Monthly Update: The Kauai team logged 233 seal sightings this month. This included 29 individually identified seals.

  • January: 233
  • December: 267
  • November: 168
  • October: 229
  • September: 251
  • August: 213
  • July: 286
  • June: 218
  • May: 209
  • April: 155
  • March: 137
  • February: 119
  • January: 125


·       Several seals have large fresh cookie cutter shark bites in critical locations. The team is closely monitoring these seals as their wounds are healing.

·       Received reports of two more incidents of large pit bulls chasing seals into the water at Maha’ulepu. No observed contact was made in either case.


·       No seals have been sighted with injuries of abscesses consistent with the dog attack report we received last month. Here is the previous report: A large dog attacked an unknown seal at Tunnels (Makua) Beach. The public reported the attack to the hotline, and the owner of the dog self-reported to DOCARE. The dog accidentally got away from the owner and attacked the seal, biting and holding onto the seal as the seal entered the water. The dog did not release and was pulled underwater until the owner got into the water and pulled the dog off the seal. The dog sustained minor bite injuries. It is unknown if the seal was injured. Based on conversations with the dog owner, the seal was likely 200-300 pounds and a subadult or adult. The owner provided vet vaccination records to DOCARE and expressed significant remorse; therefore no citation was issued by DOCARE, just a verbal warning.

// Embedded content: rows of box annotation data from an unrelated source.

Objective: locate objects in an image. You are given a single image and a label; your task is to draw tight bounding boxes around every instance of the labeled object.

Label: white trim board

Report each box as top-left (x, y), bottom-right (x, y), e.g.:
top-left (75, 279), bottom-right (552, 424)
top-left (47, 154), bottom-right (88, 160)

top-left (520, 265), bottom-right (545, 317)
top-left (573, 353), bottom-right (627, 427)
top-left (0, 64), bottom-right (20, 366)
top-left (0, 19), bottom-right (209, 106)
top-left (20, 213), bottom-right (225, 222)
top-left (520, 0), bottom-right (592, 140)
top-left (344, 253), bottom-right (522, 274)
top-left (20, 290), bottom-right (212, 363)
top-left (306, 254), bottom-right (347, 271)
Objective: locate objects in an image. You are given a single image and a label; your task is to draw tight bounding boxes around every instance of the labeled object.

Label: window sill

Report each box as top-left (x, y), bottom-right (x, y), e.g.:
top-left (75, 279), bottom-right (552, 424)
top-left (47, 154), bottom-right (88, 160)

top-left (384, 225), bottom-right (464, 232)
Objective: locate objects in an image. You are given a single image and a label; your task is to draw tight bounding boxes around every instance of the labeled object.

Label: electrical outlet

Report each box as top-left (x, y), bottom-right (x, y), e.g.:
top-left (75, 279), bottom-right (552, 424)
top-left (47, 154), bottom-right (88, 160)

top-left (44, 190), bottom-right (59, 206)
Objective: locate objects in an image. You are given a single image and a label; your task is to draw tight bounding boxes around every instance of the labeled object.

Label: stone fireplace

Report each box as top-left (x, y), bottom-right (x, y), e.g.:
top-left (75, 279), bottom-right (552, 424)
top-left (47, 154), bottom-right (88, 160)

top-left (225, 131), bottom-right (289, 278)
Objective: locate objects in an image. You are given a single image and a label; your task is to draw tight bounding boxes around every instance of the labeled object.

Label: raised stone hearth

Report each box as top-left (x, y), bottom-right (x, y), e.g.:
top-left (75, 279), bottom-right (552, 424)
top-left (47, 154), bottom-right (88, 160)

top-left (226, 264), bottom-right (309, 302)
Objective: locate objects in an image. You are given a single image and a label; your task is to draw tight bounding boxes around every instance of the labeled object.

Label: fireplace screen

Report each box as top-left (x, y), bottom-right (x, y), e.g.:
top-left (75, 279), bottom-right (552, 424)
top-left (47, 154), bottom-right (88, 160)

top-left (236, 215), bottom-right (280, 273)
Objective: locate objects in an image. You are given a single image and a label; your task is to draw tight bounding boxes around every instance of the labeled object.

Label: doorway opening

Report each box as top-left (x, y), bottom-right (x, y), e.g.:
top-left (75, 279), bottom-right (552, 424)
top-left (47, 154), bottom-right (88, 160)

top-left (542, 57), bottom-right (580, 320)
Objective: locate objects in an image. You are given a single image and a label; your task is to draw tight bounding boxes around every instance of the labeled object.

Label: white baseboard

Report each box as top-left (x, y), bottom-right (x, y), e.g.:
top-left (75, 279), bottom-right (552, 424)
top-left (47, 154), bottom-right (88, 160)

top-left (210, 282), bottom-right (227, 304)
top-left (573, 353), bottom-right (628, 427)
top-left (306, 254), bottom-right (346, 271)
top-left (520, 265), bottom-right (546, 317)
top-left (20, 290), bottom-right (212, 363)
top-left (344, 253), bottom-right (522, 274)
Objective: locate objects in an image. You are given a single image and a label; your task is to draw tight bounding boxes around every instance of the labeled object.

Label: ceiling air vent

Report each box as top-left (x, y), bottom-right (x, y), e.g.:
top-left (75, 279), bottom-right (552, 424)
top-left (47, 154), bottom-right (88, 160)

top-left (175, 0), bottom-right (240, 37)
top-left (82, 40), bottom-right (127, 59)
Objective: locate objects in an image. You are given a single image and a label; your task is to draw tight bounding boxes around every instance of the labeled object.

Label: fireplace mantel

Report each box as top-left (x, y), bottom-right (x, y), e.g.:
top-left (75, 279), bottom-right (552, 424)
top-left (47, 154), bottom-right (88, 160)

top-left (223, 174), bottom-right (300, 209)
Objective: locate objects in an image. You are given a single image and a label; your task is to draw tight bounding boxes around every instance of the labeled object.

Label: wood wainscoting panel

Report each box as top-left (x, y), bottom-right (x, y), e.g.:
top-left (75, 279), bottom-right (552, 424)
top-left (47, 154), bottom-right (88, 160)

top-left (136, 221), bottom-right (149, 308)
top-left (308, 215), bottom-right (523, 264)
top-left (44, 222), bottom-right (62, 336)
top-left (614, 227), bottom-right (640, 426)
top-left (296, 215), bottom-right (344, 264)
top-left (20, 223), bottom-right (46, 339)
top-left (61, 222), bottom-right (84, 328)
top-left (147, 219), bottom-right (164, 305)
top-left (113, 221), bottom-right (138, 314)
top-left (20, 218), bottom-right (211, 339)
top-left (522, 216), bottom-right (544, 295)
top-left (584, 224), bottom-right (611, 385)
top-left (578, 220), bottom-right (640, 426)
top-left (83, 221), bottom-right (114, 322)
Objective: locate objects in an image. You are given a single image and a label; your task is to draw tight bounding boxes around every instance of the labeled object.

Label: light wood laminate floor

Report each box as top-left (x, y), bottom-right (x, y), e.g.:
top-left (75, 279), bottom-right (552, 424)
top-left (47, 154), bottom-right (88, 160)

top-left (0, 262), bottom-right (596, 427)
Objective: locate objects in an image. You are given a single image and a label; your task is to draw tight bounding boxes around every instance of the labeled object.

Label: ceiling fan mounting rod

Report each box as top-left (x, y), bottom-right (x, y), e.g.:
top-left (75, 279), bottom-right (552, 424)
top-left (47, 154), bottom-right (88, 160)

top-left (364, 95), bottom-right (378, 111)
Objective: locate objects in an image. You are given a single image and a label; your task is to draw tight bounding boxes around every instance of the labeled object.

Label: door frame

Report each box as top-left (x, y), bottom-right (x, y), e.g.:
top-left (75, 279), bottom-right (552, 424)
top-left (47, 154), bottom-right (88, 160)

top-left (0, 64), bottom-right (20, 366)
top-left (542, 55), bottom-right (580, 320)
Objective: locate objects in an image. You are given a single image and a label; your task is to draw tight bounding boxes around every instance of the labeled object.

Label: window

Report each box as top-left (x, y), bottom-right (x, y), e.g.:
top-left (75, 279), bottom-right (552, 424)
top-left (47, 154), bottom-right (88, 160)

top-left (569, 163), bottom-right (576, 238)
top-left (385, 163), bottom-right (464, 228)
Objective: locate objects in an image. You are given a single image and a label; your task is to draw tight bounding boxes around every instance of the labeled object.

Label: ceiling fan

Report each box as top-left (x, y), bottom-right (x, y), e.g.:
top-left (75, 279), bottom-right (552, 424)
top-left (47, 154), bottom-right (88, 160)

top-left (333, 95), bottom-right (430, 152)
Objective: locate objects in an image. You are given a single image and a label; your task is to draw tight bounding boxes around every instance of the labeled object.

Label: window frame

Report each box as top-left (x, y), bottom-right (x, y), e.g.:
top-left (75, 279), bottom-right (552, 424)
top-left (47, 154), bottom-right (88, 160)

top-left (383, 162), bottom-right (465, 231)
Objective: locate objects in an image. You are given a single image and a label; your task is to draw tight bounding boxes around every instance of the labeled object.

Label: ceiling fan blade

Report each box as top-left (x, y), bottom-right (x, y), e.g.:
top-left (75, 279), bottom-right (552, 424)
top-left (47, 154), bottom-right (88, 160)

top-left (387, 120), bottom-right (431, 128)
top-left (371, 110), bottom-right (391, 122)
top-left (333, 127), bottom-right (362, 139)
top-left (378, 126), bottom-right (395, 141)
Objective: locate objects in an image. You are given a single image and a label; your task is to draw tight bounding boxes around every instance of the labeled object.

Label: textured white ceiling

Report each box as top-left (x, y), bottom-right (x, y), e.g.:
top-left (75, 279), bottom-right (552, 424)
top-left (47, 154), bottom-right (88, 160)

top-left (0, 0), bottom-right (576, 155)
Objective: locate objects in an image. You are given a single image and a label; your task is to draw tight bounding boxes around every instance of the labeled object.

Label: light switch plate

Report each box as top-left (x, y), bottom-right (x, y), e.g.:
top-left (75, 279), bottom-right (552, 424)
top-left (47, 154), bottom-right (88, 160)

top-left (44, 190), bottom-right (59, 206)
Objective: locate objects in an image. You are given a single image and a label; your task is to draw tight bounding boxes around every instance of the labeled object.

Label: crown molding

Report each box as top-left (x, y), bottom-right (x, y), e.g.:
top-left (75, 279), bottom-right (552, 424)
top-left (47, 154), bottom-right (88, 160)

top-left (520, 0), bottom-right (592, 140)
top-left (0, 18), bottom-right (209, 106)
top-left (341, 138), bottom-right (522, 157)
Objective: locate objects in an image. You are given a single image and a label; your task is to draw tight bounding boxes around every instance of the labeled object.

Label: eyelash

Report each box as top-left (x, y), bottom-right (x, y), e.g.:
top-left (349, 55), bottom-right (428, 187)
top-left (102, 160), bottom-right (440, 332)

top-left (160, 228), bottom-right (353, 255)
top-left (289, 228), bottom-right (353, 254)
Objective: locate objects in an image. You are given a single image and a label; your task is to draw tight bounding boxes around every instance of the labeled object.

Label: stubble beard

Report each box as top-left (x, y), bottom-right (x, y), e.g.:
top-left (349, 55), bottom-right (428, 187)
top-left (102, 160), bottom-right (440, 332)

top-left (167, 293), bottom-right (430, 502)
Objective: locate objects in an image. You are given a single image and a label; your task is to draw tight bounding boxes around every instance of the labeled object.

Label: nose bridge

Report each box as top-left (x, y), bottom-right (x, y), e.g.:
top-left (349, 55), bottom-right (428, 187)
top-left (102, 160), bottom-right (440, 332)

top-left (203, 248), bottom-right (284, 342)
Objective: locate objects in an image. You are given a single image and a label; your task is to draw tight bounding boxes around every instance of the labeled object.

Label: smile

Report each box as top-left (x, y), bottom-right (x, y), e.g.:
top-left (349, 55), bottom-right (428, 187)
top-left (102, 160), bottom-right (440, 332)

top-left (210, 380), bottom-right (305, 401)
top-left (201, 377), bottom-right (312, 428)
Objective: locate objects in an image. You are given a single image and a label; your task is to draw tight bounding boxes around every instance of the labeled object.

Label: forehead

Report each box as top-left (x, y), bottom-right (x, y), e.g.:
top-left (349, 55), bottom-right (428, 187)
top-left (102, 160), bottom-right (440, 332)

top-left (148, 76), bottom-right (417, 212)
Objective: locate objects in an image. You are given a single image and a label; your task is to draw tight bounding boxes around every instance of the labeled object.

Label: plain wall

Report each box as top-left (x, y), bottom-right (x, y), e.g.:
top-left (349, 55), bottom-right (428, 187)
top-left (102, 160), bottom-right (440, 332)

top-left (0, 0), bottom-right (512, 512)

·       The Juvenile female R2XW completed a protracted molt at Glass Beach near Hanapepe and has recovered body condition.



·       Currently, volunteers are dispatched for hauled out monk seal reports to post signs, assess and ID the seal, collect routine data, and then depart the area. Outreach/education should be as minimal as possible to reduce COVID exposure risk. For busy locations, a spot check schedule will be established. This technique has proven effective and will continue until further notice. 

·       Per state rules, all DLNR volunteers are required to be vaccinated.